Today, we will start with a short rhetorical quiz. This means you actually don't have to say the answers out loud or bubble in letters on a standard form. All you have to do is keep reading, and the answers will be revealed!

Question 1: How is a font used in HTML?

A. To carry holy water from URL to URL

B. Either to sacrifice a runner to second or third, or you can try the suicide font, which means someone scores

C. To define what text will look like on a certain page

Answer: C. Some Web developers will define fonts by using the &amp lt FONT&amp gt tag. Even if the font is defined in this way, you can change it. Under Preferences or Internet Options, depending on what browser you are using, you can define the type of font and the size you want to use.

Question 2: What are Geneva, Helvetica and Palatino

A. Names of girls who I've dated

B. Names of girls who have beaten me up, then I dated

C. Names of fonts

Answer: C. Contrary to popular beliefs, I do not know anyone named Helvetica. Back in the Preferences and Internet Options area, you should have a choice of fonts from which to choose. You select a Variable Width Font, which usually is the text on pages, and Fixed Width Font, which usually appears in forms or anywhere the width is fixed (duh!).
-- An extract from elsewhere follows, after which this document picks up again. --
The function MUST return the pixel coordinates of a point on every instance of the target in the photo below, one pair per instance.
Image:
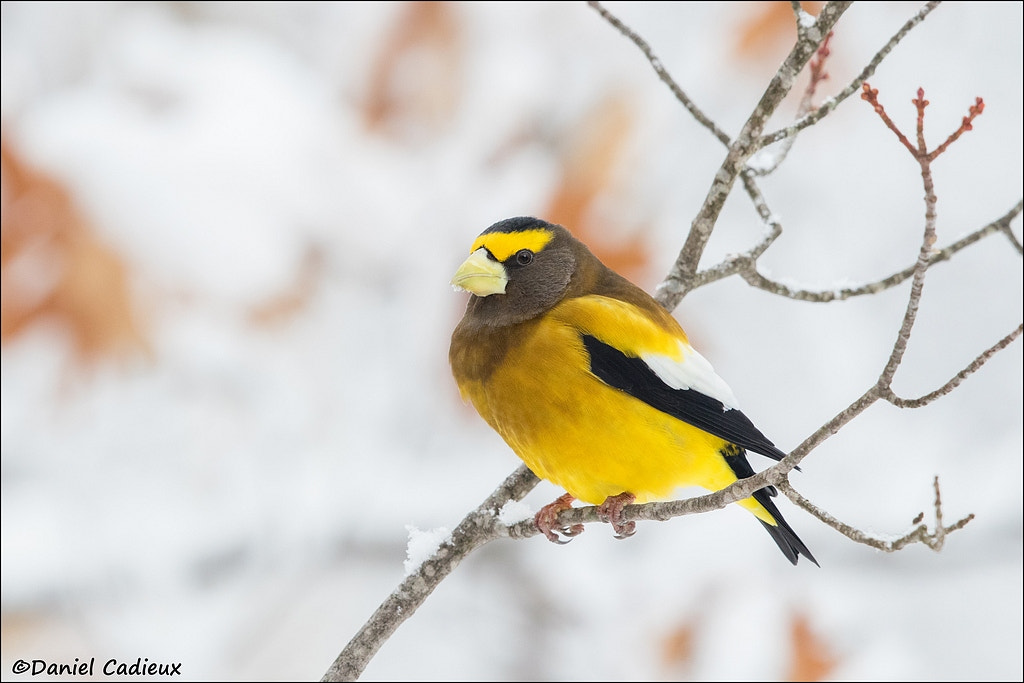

Question 3: What does CSS stand for?

A. Central Service Station

B. Cause for Self-destructing Salami

C. Cascading Style Sheets

Answer: C. (By now, you should see some type of pattern, and you should be able to complete the remainder of the quiz with ease. If not, please note Question 2, choice B., and send me an e-mail). Web designers know of CSS styles, which is redundant (Cascading Style Sheets styles?), but no one cares. Cascading Style Sheets were introduced as a World Wide Web Consortium recommendation on Dec. 17, 1996. These are used primarily if a designer does not want to give viewers the ability to change font faces or sizes. For an introduction to CSS styles, read Robert Every's Cascading Style Sheet Editor . This is a little-known fact, But Every married a None -- Geneva None, to be exact, but the font ran dry and Every's no where to be found.

Question 4: What is the difference, when dealing with fonts, between points and pixels?

A. There is no such thing as a 3-pixel shot.

B. They both begin with 'p,' end with 's,' have six letters and work as maintenance men at the Central Service Station.

C. Platforms read point size differently, whereas they read pixels the same.

Answer: C. Make sure you read the whole question! Choice B was tricky. Point widths really define only what something would look like if it were printed. Pixels, however, have absolute meaning on every monitor because that's how resolution is measured.

Question 5: What is the best way to really get to know your fonts?

A. Take them to a bar and try to order a 3-pixel shot.

B. Don't EVER tell them you know anyone named Palatino.

C. Try different ones, pick what you like and be aware of the changes.

Answer: It's C again! If you made it this far, congratulations! I barely made it as well. If you were expecting to learn something from this quiz, I hope you did. If not, just be careful if you meet someone named Helvetica. And whatever you do, don't mention the suicide font -- she may break out in hives or at least some random font face.